Now let's talk seriously about yet another fine reason for visiting Paris: the food. Can those Frenchies cook or what?! We made a point in revisiting Guy Savoy's trendy bistro La Butte Chaillot on the Avenue Kléber in the 16th Arrondissement. Guy Savoy is one of France’s most celebrated chefs, and while this particular restaurant hasn't earned the Michelin star garnered by his other establishments the food is still pretty darn tasty. Guy's privately labeled Bordeaux was affordable (€25) and delicious with our steaks.
Those who know my love of vin rouge will be scratching their heads when they learn that I ordered that same entrée and wine combination all three times. Ahh, but those who try it will understand completely. Très bon!
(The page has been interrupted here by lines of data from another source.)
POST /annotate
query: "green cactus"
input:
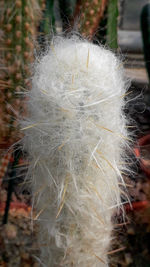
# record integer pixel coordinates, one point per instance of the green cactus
(18, 30)
(112, 24)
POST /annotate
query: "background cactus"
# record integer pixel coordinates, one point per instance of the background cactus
(90, 14)
(18, 25)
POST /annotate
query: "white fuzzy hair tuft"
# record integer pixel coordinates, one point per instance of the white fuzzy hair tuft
(75, 135)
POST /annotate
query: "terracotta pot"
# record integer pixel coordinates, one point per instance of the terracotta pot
(142, 151)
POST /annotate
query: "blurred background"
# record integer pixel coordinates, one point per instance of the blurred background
(26, 28)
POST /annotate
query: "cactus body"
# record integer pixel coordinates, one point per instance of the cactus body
(18, 30)
(75, 135)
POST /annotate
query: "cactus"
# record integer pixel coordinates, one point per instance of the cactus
(18, 30)
(112, 22)
(91, 13)
(76, 138)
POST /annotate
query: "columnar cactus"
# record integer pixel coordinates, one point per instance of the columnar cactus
(76, 137)
(90, 14)
(18, 24)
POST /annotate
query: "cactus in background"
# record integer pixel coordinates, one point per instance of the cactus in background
(76, 138)
(91, 13)
(112, 23)
(18, 23)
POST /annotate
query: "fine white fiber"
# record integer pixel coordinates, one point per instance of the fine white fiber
(76, 138)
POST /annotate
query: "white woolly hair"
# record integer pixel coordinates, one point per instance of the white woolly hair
(75, 135)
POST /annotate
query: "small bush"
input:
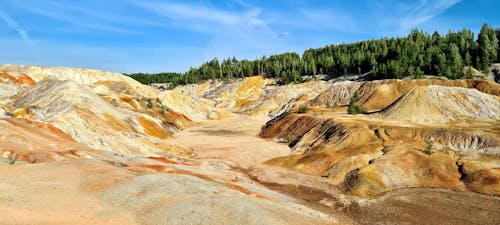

Lisa & her family joined us after a few days and we moved to the Cercle National Des Armees, (National Officers' Club of the Armies) located across the street from the Church of Saint Augustine. It's a hotel for military officers and their guests and was surprisingly grand. Not an army cot in sight.
We did the things we missed on the last trip to France, such as visiting Versailles, the Sacre Coeur church in the artistic community of Montmare, viewing all of Paris from atop the Arc de Triomphe, and lingering in the Louvre (instead of dashing frantically from wing to wing in order to see it all -- a futile exercise, I might add!) Did you know that there's a Starbucks in the Louvre? I imagine there's even one in Hell.
A view of the iconic symbol from the Place du Trocadéro, located in the 16th arrondissement.
The gardens of Versaille, still beautiful in Winter.
A mere stone's throw from our hotel was the Hôtel National des Invalides. The golden dome in the background is known simply as "The Dome Church", which is where Napoleon's tomb is located. Another interesting tidbit: Many of the arms used by the mob when it attacked the Bastille on 14 July 1789 were taken from Les Invalide on the morning of that day. Roughly 28,000 arms were taken.
This complex includes the Musée de l'Armée, where Vizir, one of the Emperor's favorite horses still resides, albeit stuffed. Hmmm... I wonder where Josephine wound up.
The impressive Arc de Triomphe - top & bottom.
While similar in design to the Arc de Triomphe, this is the Arc de Triomphe du Carrousel, modeled on the Arch of Constantine in Rome. It is located outside of the Louvre.
Other highlights included the Thermae Spa located in the medieval town of Valkenburg (natural thermal springs, whirlpools & saunas). We became as buoyant as a leaf on a stream, floating around and around in the warm and soothing water: the epitome of total relaxation. We went to Cologne, (Köln) located on the Rhine, and peeked inside the city's famous cathedral, (Kölner Dom), as well as getting squashed by the masses at the Christmas market. I can honestly say I know how a canned sardine must feel after that experience. Thank goodness my senses were dulled by the spicy glühwein. A rainy afternoon was spent in Aachen (in western Germany) to tour the Imperial Cathedral, which is the final resting place of Charlemagne. The ceiling of the cathedral is embellished with many tiny tiles, beautifully arranged and glistening in the flickering candlelight. It was unforgettable.